Comcast should be prosecuted for false advertising. They advertise high speed Internet, but what they sell is high-speed web and some other Internet-based content delivery.

Yesterday, my primary Internet connection went down, apparently due to a physical problem with the line. Even though I pay $85/month for Internet access (for 3Mbit downloads), I only get the same consumer response time to investigate the problem (8 hour window the following day).

Since my main mail server is now hosted here at my residence, I could not afford the 36-hour downtime, so I moved my server over to my backup ComCast service. I put the server behind a router, set it up as the DMZ host, reconfigured my DNS settings and thought I was done.

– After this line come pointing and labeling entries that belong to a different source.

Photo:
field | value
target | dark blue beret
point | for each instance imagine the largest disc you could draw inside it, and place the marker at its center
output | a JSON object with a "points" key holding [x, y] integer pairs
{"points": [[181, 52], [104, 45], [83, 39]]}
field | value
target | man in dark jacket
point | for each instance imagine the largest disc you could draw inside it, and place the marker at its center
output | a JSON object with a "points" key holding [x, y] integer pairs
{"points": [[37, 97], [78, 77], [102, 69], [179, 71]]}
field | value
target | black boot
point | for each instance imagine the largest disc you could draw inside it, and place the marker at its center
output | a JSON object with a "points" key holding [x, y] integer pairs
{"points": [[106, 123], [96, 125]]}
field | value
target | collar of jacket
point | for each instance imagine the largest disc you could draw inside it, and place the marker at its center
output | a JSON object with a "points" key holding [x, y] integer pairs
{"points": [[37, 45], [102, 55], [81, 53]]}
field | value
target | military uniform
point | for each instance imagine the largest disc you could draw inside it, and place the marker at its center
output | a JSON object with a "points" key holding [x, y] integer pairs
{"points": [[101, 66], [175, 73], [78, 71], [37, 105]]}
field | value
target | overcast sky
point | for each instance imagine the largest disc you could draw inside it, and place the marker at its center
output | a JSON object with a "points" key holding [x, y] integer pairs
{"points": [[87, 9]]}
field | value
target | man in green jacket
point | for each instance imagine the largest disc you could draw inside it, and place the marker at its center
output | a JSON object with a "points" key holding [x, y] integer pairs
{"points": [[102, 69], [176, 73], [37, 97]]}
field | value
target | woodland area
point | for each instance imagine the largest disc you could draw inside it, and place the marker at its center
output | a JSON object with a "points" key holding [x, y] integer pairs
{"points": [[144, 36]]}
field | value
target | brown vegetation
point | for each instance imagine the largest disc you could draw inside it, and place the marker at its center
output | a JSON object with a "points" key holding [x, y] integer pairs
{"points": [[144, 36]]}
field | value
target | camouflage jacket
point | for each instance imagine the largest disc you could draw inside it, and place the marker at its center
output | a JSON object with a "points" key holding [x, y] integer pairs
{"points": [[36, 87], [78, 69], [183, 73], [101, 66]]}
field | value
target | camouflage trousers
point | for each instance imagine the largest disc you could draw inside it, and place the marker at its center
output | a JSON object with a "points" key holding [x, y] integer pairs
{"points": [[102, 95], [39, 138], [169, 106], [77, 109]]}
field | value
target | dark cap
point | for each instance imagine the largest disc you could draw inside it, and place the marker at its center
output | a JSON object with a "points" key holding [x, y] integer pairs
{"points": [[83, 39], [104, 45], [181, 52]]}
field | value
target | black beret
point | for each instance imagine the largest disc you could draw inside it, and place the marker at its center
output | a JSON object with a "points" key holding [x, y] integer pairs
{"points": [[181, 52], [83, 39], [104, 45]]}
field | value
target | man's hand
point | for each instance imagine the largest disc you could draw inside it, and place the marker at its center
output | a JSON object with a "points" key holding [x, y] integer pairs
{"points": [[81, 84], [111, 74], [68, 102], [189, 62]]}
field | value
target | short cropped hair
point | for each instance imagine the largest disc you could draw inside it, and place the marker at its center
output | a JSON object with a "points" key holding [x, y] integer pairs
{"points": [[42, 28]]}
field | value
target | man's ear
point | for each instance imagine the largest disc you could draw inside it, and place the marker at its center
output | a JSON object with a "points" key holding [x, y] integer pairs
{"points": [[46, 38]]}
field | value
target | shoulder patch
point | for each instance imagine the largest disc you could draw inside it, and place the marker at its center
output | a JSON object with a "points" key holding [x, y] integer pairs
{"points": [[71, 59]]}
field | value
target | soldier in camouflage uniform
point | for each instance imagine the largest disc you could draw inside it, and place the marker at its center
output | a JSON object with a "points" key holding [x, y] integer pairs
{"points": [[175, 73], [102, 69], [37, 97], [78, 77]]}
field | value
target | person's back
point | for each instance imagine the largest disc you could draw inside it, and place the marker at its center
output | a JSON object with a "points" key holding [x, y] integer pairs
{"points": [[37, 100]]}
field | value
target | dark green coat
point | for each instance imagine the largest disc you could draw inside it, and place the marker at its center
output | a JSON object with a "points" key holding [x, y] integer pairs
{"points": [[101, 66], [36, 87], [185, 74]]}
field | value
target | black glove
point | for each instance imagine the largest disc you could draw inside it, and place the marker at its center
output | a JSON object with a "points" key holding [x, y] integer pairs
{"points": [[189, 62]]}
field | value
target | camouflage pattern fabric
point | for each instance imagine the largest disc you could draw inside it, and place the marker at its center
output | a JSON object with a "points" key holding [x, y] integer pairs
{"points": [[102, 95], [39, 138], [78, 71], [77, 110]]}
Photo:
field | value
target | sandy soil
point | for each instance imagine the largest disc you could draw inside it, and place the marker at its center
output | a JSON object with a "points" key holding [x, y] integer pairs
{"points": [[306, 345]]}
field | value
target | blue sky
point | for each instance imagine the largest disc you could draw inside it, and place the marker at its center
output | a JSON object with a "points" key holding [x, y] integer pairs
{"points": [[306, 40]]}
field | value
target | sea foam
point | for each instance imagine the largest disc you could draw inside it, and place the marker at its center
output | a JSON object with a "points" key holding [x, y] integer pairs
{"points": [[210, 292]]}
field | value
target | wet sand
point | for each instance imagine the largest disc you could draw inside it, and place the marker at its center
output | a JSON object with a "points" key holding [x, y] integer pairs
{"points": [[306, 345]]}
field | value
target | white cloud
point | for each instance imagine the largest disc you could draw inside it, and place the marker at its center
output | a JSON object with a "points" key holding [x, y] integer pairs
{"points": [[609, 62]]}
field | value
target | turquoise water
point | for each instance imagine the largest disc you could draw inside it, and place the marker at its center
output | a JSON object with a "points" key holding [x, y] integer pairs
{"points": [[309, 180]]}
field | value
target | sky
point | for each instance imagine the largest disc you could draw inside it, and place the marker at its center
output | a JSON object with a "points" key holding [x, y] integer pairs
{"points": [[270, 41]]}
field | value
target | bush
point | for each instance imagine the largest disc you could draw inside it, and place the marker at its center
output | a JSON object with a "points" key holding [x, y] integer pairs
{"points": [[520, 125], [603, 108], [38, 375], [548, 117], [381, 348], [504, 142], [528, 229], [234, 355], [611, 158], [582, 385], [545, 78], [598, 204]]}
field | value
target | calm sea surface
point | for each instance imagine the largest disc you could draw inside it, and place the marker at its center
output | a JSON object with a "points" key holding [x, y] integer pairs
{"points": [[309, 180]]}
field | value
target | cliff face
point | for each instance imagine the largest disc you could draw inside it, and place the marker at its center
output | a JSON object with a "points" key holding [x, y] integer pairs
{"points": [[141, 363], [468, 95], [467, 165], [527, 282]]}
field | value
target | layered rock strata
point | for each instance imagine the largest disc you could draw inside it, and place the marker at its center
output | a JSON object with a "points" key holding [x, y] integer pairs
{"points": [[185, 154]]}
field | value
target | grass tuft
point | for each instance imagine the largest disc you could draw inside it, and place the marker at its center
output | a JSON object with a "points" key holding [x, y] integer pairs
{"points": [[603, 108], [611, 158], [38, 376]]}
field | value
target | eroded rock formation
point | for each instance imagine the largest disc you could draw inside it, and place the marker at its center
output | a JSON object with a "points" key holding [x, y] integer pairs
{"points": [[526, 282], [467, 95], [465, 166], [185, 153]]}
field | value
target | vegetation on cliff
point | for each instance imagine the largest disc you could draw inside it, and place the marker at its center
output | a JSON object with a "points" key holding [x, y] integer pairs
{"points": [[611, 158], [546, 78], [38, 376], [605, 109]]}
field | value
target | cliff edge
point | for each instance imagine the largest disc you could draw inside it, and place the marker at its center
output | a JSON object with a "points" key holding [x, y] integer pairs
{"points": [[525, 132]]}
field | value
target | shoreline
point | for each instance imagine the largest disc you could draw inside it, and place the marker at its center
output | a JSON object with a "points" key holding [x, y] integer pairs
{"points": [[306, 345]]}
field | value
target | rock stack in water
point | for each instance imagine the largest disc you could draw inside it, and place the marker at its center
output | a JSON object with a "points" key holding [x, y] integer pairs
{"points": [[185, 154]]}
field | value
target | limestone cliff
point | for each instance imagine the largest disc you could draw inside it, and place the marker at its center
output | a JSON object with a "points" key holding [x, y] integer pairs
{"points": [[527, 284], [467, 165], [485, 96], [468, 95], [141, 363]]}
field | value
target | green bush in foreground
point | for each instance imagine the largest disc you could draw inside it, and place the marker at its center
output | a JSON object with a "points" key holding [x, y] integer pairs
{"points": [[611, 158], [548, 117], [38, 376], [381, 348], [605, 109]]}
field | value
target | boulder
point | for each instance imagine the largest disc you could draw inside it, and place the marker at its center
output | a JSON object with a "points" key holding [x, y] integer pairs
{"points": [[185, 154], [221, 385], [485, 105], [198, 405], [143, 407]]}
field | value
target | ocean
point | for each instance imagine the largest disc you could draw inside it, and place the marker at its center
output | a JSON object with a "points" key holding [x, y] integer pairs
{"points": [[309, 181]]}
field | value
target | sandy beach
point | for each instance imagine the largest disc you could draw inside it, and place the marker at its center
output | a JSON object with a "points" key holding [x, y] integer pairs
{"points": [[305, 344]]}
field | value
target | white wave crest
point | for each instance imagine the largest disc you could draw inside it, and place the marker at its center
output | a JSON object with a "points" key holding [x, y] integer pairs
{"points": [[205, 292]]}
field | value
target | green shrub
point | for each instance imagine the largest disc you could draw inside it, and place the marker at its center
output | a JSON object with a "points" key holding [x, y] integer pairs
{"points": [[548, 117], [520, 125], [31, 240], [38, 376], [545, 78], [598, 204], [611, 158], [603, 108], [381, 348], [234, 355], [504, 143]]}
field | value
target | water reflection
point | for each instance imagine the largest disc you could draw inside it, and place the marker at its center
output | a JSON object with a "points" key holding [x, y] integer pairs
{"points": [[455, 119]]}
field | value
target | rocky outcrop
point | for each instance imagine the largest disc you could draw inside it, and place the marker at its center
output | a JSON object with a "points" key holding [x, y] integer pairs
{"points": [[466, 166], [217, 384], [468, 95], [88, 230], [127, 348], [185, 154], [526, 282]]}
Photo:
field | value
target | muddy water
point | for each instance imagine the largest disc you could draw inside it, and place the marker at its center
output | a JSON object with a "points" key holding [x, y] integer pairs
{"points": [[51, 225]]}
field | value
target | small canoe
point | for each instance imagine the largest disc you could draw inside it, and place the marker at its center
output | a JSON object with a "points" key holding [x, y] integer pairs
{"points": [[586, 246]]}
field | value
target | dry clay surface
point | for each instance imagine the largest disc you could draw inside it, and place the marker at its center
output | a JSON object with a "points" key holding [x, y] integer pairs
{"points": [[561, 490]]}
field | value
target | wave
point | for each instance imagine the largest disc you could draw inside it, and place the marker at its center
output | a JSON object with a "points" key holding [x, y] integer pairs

Turns out that's not the case. Because ComCast blocks CIFS, I had to remote to all of the client computers (everybody who uses jaraco.com for their e-mail) and reconfigure the Outlook clients to use RPC over HTTPS.

Then, e-mail was coming in nicely, and the clients could connect. Still, all was not well.

Turns out outgoing e-mails were being blocked by blocklists, causing the recipient servers to reject delivery outright. All Comcast addresses are on blocklists because they're considered consumer-grade addresses, and mail should not be delivered from these addresses. Note that although this problem is created by the industry, it's fully supported and encouraged by Comcast, whose policies explicitly forbid "servers".

So, I took advantage of a sendmail server I had lying around. I opened up the firewall to port 25, reconfigured the service to bind to all interfaces and not just localhost, and enabled relaying from my mail server. I then reconfigured my mail server to send all outgoing mail through the relay. Because that server is hosted at a datacenter somewhere in Florida, e-mail servers allow mail from it.

Still some things don't work, but at least mail is working again (although it's dependent on the relay server).

By the end of the day, I hope to undo all of this and revert to my previous configuration. What a waste of a day.